Поддержка на словах, предоставленная левой ирредентистской партии ФРЕТИЛИН, выступавшей за независимость Восточного Тимора, со стороны Китайской Народной Республики, была для Вашингтона достаточной, чтобы провозгласить тиморское национально-освободительное движение коммунистическим и санкционировать расправу над ним руками индонезийской военщины.
Крайне показательно, что в день вторжения индонезийский диктатор Сухарто встречался в Джакарте с президентом Джеральдом Фордом и госсекретарем Генри Киссинджером. Последний, лауреат Нобелевской премии мира, посоветовал индонезийскому диктатору «действовать быстро» в отношении Восточного Тимора[317].

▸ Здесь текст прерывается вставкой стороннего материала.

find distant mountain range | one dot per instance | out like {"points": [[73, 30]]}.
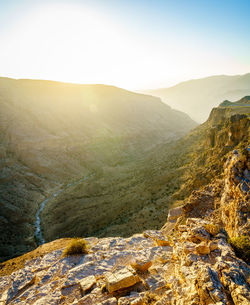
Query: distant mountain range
{"points": [[197, 97], [53, 133]]}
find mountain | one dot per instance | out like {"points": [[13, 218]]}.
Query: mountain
{"points": [[197, 97], [136, 195], [52, 134], [200, 255]]}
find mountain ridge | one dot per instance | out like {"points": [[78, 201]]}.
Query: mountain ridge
{"points": [[198, 96]]}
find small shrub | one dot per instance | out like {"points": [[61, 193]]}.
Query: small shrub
{"points": [[241, 245], [76, 246], [212, 229]]}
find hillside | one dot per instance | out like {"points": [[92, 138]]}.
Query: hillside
{"points": [[136, 195], [197, 97], [199, 256], [54, 133]]}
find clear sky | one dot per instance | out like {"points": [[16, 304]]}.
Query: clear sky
{"points": [[131, 44]]}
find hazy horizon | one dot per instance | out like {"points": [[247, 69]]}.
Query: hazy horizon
{"points": [[136, 45]]}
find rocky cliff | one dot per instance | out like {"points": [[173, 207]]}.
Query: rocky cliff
{"points": [[190, 261], [197, 97], [52, 134]]}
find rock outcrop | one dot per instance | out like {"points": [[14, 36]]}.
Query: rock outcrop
{"points": [[189, 262]]}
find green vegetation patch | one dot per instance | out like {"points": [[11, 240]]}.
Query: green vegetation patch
{"points": [[76, 246], [241, 245]]}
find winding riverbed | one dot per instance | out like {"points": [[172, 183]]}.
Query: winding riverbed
{"points": [[38, 233]]}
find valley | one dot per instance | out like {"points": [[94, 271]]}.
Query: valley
{"points": [[52, 134]]}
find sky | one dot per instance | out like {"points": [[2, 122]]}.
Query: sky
{"points": [[132, 44]]}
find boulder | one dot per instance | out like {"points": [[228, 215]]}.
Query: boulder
{"points": [[202, 248], [123, 278], [87, 283]]}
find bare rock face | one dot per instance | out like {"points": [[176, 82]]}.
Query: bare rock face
{"points": [[235, 199], [123, 278], [189, 262]]}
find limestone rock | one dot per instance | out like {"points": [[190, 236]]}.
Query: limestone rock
{"points": [[87, 283], [123, 278], [202, 248]]}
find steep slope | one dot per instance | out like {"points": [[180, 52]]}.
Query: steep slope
{"points": [[190, 261], [53, 133], [136, 196], [197, 97], [57, 129]]}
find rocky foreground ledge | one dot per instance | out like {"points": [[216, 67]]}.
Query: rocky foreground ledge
{"points": [[188, 262], [146, 268]]}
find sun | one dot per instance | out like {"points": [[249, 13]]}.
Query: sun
{"points": [[66, 42]]}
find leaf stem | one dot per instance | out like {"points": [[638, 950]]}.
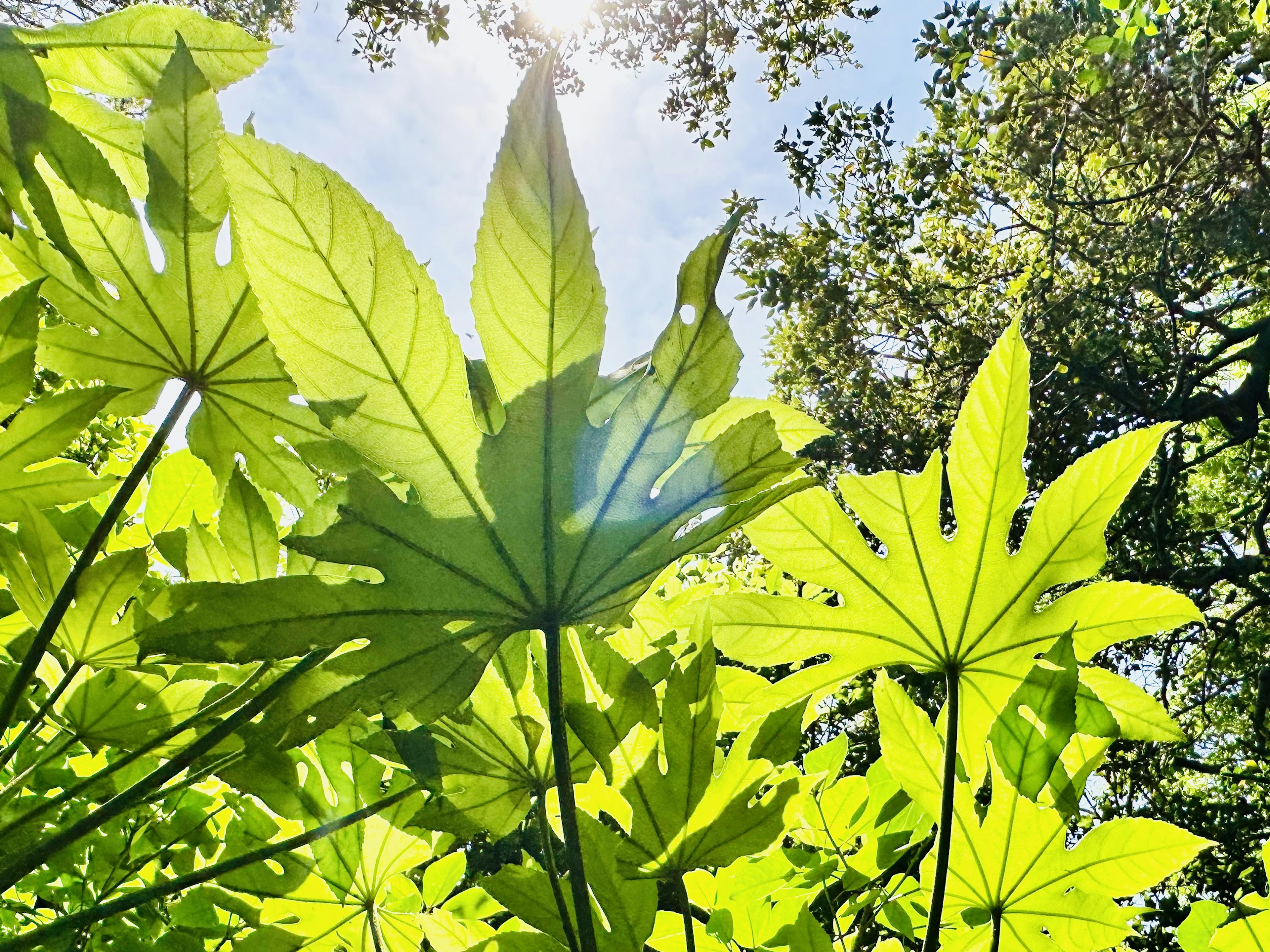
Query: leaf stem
{"points": [[66, 593], [136, 753], [39, 719], [944, 847], [564, 787], [681, 890], [554, 871], [18, 866], [96, 914]]}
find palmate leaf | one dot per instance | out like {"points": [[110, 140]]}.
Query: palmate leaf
{"points": [[697, 813], [20, 323], [1211, 927], [1060, 701], [1013, 870], [552, 521], [964, 605], [359, 897], [628, 907], [494, 752], [119, 55], [193, 320]]}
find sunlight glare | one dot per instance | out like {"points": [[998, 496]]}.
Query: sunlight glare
{"points": [[561, 16]]}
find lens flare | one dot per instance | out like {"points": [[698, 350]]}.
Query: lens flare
{"points": [[561, 16]]}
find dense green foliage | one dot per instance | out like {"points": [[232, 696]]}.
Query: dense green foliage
{"points": [[412, 650], [1095, 173]]}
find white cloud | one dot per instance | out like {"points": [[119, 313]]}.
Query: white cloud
{"points": [[418, 142]]}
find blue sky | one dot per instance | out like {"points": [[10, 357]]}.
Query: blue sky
{"points": [[418, 142]]}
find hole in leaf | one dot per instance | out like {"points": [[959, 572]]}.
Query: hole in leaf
{"points": [[225, 243], [158, 260]]}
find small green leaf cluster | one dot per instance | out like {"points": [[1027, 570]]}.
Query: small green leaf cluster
{"points": [[397, 610]]}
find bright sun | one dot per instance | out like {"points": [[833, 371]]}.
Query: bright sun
{"points": [[561, 16]]}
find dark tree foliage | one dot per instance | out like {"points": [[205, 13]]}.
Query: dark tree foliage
{"points": [[1099, 172]]}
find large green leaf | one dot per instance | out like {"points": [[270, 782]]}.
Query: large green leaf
{"points": [[1057, 701], [20, 322], [124, 54], [1014, 869], [628, 907], [1209, 926], [552, 521], [359, 897], [193, 320], [496, 749], [964, 603], [44, 430], [697, 813]]}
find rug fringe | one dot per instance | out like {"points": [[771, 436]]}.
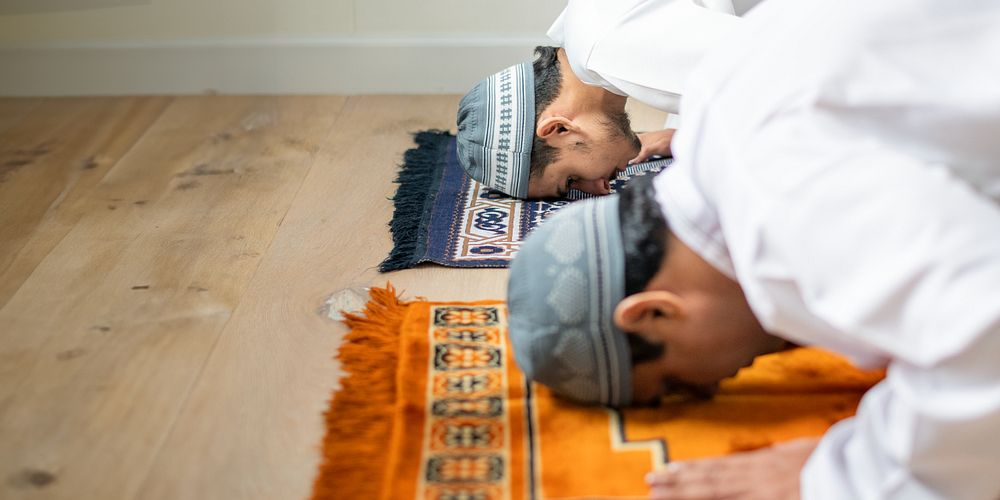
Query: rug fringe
{"points": [[420, 171], [359, 421]]}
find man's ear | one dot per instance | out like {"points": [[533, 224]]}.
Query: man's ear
{"points": [[647, 313], [553, 127]]}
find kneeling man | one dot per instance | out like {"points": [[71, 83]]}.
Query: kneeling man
{"points": [[853, 204]]}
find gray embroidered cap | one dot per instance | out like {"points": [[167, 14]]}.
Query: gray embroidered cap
{"points": [[564, 284], [496, 126]]}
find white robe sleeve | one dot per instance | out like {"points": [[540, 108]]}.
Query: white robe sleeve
{"points": [[902, 258]]}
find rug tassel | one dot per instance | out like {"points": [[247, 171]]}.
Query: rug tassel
{"points": [[359, 422], [418, 176]]}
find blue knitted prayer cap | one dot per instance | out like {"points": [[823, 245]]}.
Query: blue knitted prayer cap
{"points": [[496, 126], [564, 285]]}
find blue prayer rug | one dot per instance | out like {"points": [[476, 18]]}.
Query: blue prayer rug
{"points": [[444, 217]]}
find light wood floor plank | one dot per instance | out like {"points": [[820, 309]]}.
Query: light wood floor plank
{"points": [[50, 160], [255, 416], [13, 109], [102, 343]]}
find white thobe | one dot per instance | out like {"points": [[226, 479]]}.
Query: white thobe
{"points": [[841, 161], [643, 49]]}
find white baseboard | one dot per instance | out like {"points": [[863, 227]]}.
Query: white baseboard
{"points": [[316, 66]]}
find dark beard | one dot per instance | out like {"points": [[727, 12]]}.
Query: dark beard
{"points": [[618, 124]]}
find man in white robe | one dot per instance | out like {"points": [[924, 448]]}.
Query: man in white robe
{"points": [[572, 130], [837, 184]]}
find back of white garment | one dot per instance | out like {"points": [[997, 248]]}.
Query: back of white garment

Ещё за полгода до этого события, 5 июля 1975 г., эта же тройка джентльменов встречалась в Кэмп-Дэвиде; прошло как раз два месяца со дня окончательной победы коммунистов во Вьетнаме. Ещё тогда Сухарто заявлял по поводу Тимора, что все сторонники независимости «находятся под коммунистическим влиянием». Объявив восточнотиморских борцов за свободу «левоэкстремистской угрозой», главы государств одновременно сошлись на мысли, что камбоджийские «красные кхмеры» полностью устраивают их в качестве противовеса «советско-вьетнамскому экспансионизму» [318].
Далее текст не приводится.